Subtle to Threshold - “Being With” Different Types of Anger
The spectrum of aversion includes irritation, judging, not liking, anger, rage, hatred... and whatever other synonyms you can think of. You'll notice that the subtler aspects of aversion like irritation and small judgements can go unnoticed more easily. Sometimes judging and not liking can even feel pleasant or enjoyable on some level. While the more extreme aspects of aversion like rage and hatred bring us up-to and beyond our "threshold". The difference in these impacts influences our capacity to bring presence-awareness to our experience.
The subtler aspects might require a stronger intention to even notice them - "let me see all the places I am judging people, or let me see all the tiny irritations that get in throughout the day", etc...
Anger, rage, hatred, on the other hand, might need you to broaden your awareness, step back, even distract.
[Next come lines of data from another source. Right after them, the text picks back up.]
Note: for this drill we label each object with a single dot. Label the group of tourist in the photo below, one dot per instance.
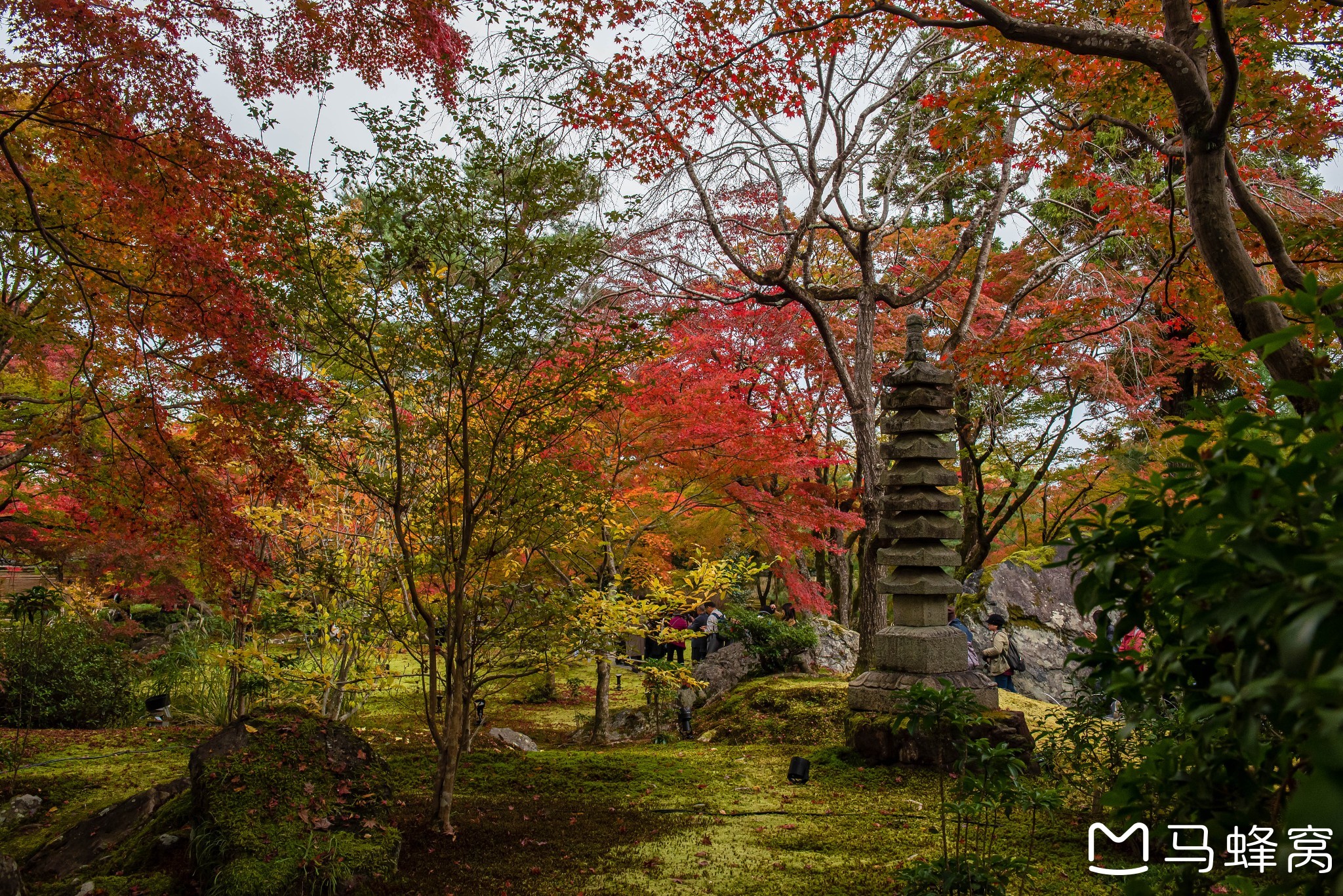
(998, 655)
(706, 618)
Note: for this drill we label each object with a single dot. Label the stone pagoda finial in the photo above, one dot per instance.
(915, 527)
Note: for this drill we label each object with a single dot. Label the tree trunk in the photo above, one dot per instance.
(454, 735)
(838, 570)
(872, 606)
(1220, 243)
(602, 712)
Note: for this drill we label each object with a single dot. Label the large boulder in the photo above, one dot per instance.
(837, 648)
(287, 802)
(1039, 602)
(721, 671)
(515, 739)
(105, 830)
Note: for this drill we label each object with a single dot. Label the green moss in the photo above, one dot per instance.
(1033, 559)
(137, 852)
(284, 819)
(779, 711)
(153, 884)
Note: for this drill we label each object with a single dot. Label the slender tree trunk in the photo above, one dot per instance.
(838, 570)
(602, 714)
(872, 606)
(454, 738)
(1220, 243)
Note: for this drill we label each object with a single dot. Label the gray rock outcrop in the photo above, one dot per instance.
(515, 739)
(723, 671)
(19, 809)
(100, 833)
(11, 882)
(1043, 619)
(837, 648)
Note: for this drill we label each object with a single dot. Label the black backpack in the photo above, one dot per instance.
(1013, 657)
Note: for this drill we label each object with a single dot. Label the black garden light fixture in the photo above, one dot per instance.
(159, 709)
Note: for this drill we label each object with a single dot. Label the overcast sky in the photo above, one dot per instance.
(312, 121)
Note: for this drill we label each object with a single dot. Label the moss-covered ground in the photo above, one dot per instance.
(629, 820)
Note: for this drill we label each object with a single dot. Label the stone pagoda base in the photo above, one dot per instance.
(906, 655)
(881, 691)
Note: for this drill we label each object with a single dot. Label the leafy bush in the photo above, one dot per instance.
(33, 604)
(988, 790)
(193, 673)
(769, 640)
(64, 674)
(1229, 559)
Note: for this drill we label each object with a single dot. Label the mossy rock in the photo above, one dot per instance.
(285, 802)
(884, 739)
(779, 711)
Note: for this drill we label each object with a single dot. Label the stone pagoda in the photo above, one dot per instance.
(919, 645)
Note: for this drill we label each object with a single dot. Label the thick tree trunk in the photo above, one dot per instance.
(602, 714)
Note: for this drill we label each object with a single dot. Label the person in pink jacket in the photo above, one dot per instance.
(680, 623)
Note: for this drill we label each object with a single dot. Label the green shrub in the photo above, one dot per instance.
(770, 641)
(193, 673)
(64, 674)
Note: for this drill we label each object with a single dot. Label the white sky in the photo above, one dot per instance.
(306, 121)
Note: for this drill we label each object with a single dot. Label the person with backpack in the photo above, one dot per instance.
(677, 648)
(972, 660)
(711, 625)
(698, 646)
(999, 656)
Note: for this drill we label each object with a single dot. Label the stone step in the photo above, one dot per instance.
(917, 472)
(920, 526)
(919, 581)
(919, 553)
(911, 397)
(920, 372)
(917, 445)
(917, 421)
(920, 499)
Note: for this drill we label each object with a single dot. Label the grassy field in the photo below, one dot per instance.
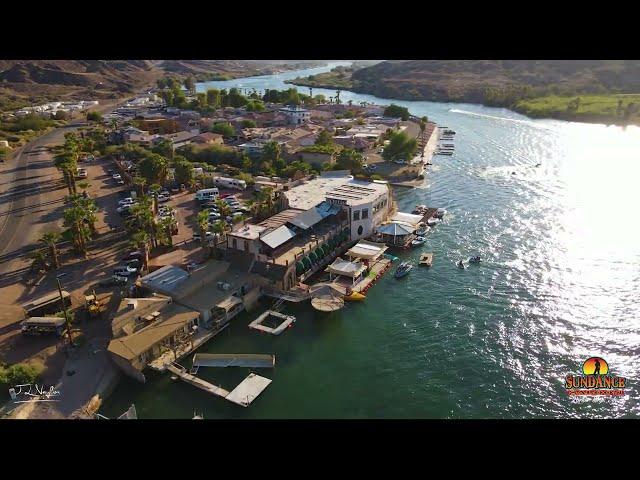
(611, 108)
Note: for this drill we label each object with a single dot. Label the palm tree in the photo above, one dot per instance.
(74, 219)
(203, 226)
(50, 239)
(141, 240)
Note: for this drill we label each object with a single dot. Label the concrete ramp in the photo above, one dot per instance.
(234, 360)
(248, 390)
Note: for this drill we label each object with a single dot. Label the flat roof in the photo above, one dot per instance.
(249, 231)
(172, 318)
(279, 236)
When we are gripped with hatred, looping in stories of anger and rage, caught off guard by the strength of emotion, or even literally have blurred vision from the relentlessness of fury, we have reached our threshold of being able to "be with" our experience, let alone see through it, learn from it, or let go.
When we are overwhelmed like this, even our most noble intentions to understand the pattern will not get us clarity. Reaching threshold means we need to get some balance. You can do this by walking, running or some other type of movement that gets your body involved, "orienting" (placing your presence-awareness externally on sights and sounds), being in nature (even bare feet on grass, or staring at trees), writing or journaling, and/or broadening presence-awareness to include your entire physical body from head to toe, as well as your emotional, energetic, and ethereal bodies that extend outside and around your physical body. The idea is to get you away from fixating or burrowing, to pull you away from the strong magnetism to obsess and churn in the thoughts, emotions or felt sense.
The emotion can still be noticed, but from a place of broader awareness. This helps to soften the intensity, and allows a slow easing of the pain of the emotion. In a way, we are trying to not focus on it. Not by avoidance, but by more openness.